On Wed, 2005-06-15 at 22:21 -0500, Bryan J. Smith wrote:
Yes and no. In fact, it has to do with the fact that Intel is still relying on a chipset to do what most everyone else is doing at the CPU interconnect ... Not true. PowerPC implementations, like the 970, that use HyperTransport do _not_ use it to the CPU. They still use an Intel like "memory hub" and single-point-of-contention. I.e., they only use it as a system interconnect for I/O, but not CPU itself. They use their own bus for CPU/memory. Same deal for inter-bridge connections between chipsets in even AGTL+ platform like in nVidia and SiS chipsets. The value of HyperTransport is not realized. There is still only a _single_ point on interconnect to the CPU(s). Athlon64/Opteron is the first, commodity platform to bring something of "partial mesh" to the system interconnect.
Other than the IA-64 commentary, this may not seem completely Linux- related, but it goes to the _heart_ of building _quality_ Linux/x86-64 servers that have excellent I/O throughput and, to a lesser extent, latency considerations.
Here is what Intel MCH architecture looks like: http://www.samag.com/documents/sam0411b/0411b_f2.htm
This is also what PowerPC 970 also looks like -- but it uses its own system interconnect instead of AGTL+ between CPUs/memory. It does _not_ talk HyperTransport. It's basically like having an nVidia or SiS chipset on an Intel platform, the HyperTransport is only on "one side" of the MCH.
Athlon MP / Alpha 264 EV6 is also variant of this. But instead of a "hub" between CPU, memory and I/O, there is 3-16 port "switch." But it's still a single point-of-connection at the EV6 "switch."
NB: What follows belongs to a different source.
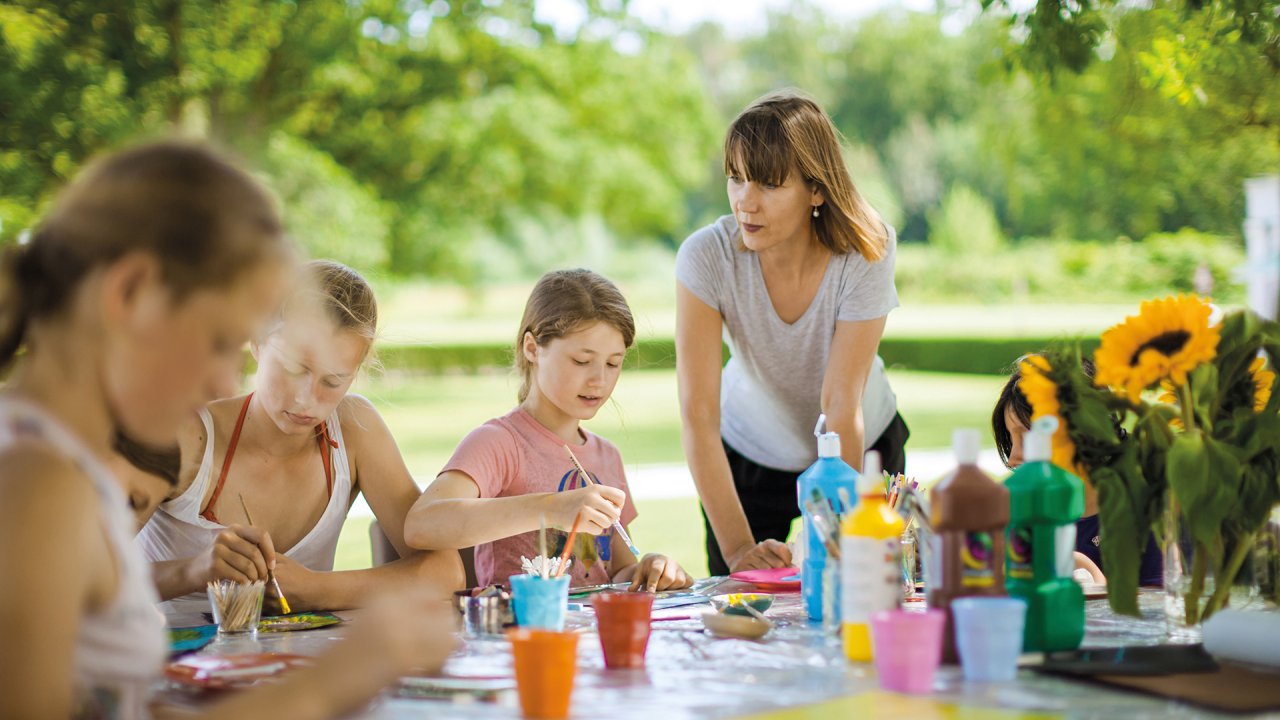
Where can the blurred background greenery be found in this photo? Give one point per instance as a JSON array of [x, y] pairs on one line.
[[1047, 164]]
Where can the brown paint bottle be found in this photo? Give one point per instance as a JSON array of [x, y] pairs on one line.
[[968, 513]]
The "stock" IA-64 Itanium2 actually still uses a single point-of- contention as well in it's Scalable Node Architecture (SNA). But most companies that implement Itanium2 solutions don't use stock SNA.
Now let's say we look at one of the proprietary Non-Uniform Memory Architecture (NUMA) offerings of previous Xeon and, more today, Itanium (I used Xeon as an example, even if NUMA Xeon implementations are rare): http://www.samag.com/documents/sam0411b/0411b_f3.htm
They solve the memory contention issues, but still _not_ the I/O ones. Worse yet, there are some "processor affinity" deficiency that could be addressed with a better design beyond just NUMA.
Now let's look at the reference design 4-way AMD 800 as implemented in the HP ProLiant DL585: http://www.samag.com/documents/sam0411b/0411b_f5.htm
Now look at that -- a partial mesh! You've got independent HyperTransport interconnects to I/O _and_ other CPUs, as well as NUMA DDR channels directly on each CPU. So not only can you have "processor affinity" when it comes to programs and data, but you can also have "processor affinity" when it comes to memory mapped I/O too! And with the I/O MMU on-chip (really just an overgrown AGPgart controller from Athlon MP, long story ;-), you've got maximum throughput with minimum context overhead for I/O.
Because servers are all about I/O.